Roots are respiring organs; all life are respiring organisms, like yourself or a tree, or almost any other living thing. We burn sugar with oxygen, in the mitochondria in our cells, receive energy from it and produce CO2 as a waste product—respiration is the flip side of photosynthesis. So it is with your tree roots; they receive sugars from the green parts of the tree through complicated plumbing structures, the phloem, sugar, energy they need to grow and perform their essential functions of water and nutrient extraction from the soil. They avoid a solid layer of clay like the plague.

Now to the crucial aspect of growing trees in the city: all that wonderful soil I have described, the work of 15,000 years of prairie life, has all been removed from the city. The soil in your suburban lot is typically thin and poor, meaning we have a thin layer of mixed topsoil that is usually blended with lots of clay. Underlying this “loam” is a layer of solid clay, the native subsoil. Most Calgary urban soils are very sticky when wet—this is the first proof of their high clay content. Good loam, even when quite wet, is still somewhat crumbly.

Where did all our beautiful soil go? All the topsoil is removed from the land during the construction of a new neighbourhood. Many times this has to happen, due to the hilly terrain of many outlying Calgary neighbourhoods, to create a neighbourhood that works (minimum flooding); the new neighbourhood needs to be sculpted. Formed so that it drains well and no one gets a basement full of water during heavy rainstorms. Another reason for the removal of the loam is to sell it back to whoever needs it, almost always cut, or mixed with a good percentage of clay and other materials. Developers always use a thin layer of these poor soil mixtures, many times in a layer thin enough to create an inherent drought situation for the trees planted into it.

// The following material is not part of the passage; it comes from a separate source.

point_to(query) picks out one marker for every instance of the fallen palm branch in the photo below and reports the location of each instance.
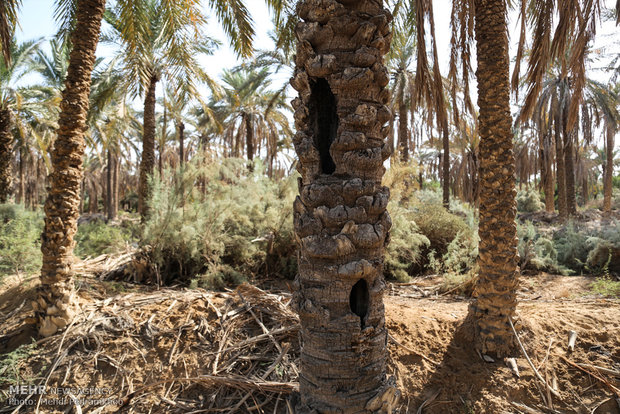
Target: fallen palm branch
(162, 348)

In other words, the soil is poor enough and thin enough that during a hot spell, it only retains a useful amount of water for the trees for something like a period of two weeks. Water it, or receive a heavy rain, let two weeks of high 20-degree days go by, and the soil will again be dry. This is so important, so very important for you to know—as bad as things are, with “proper” watering you can still have healthy trees.

With the construction and development of new neighbourhoods, crucial topsoil is often removed, leaving behind thin, clay-rich layers ill-suited for healthy tree growth. However, with adequate and proper watering techniques, it's still possible to nurture and maintain healthy trees in urban environments.